Refactoring your data. So lets say you've gotten your 15 millions records happily into the Google datastore, but suddenly business requirements change and you need to significantly refactor the way your data is structured. Now, this is a hard situation in any database system, but the thought of only having external API access to do this amount of work is daunting. Looks like GAE will have something called "workflows" in a not to distant release that should allow this sort of bulk work to be done in a sane fashion. Guido suggested a really nice short term solution, which is to version every record in your datastore, then make any objects which deal with that data aware of how to update a record, and have them update each record before making use of them.
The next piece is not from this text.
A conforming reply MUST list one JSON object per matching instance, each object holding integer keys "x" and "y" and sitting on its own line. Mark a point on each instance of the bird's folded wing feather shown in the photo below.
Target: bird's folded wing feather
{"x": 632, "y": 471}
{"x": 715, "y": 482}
This way the datastore will magically heal itself up to the latest revision over time.
This is pretty symbolic of how you just have to think a little bit differently about attacking problems in something like GAE. A similar approach was demo'd by Gee from Rotzy in order to get around the lack of any facility to do schedule, batch processing with GAE. In short, Rotzy has a task que, and any requests that are simply serving static content (like the profile pictures on a comment page) first check the task queue to do a little bit of batch work, then serve there content and die. A Pretty damned inventive solution.
(Photo of Mike Repass on rotzy, and yes that my green shoulder in the foreground ;)
A couple questions I still have lingering:
One suggested way to share one data source with 3 frontend user app's was to have 1 backend app that does the data hording, give it a REST api and have the 3 frontend apps fetch their data over that API. This was suggested by someone giving a talk that night... but isn't that a violation of the TOS? Wouldn't that be how you can "shard" your app across several instances to get over their free quota limits?
Currently there are two overlapping projects to let you develop to Django running on GAE (Google App Engine Helper for Django and App Engine Patch). The biggest distinction is that Helper actually wraps up the GAE data store api's in a Django compatible way, whereas Patch claims that that is impossible, and so doesn't even bother. It would be interesting to see some deeper comparisons of the two.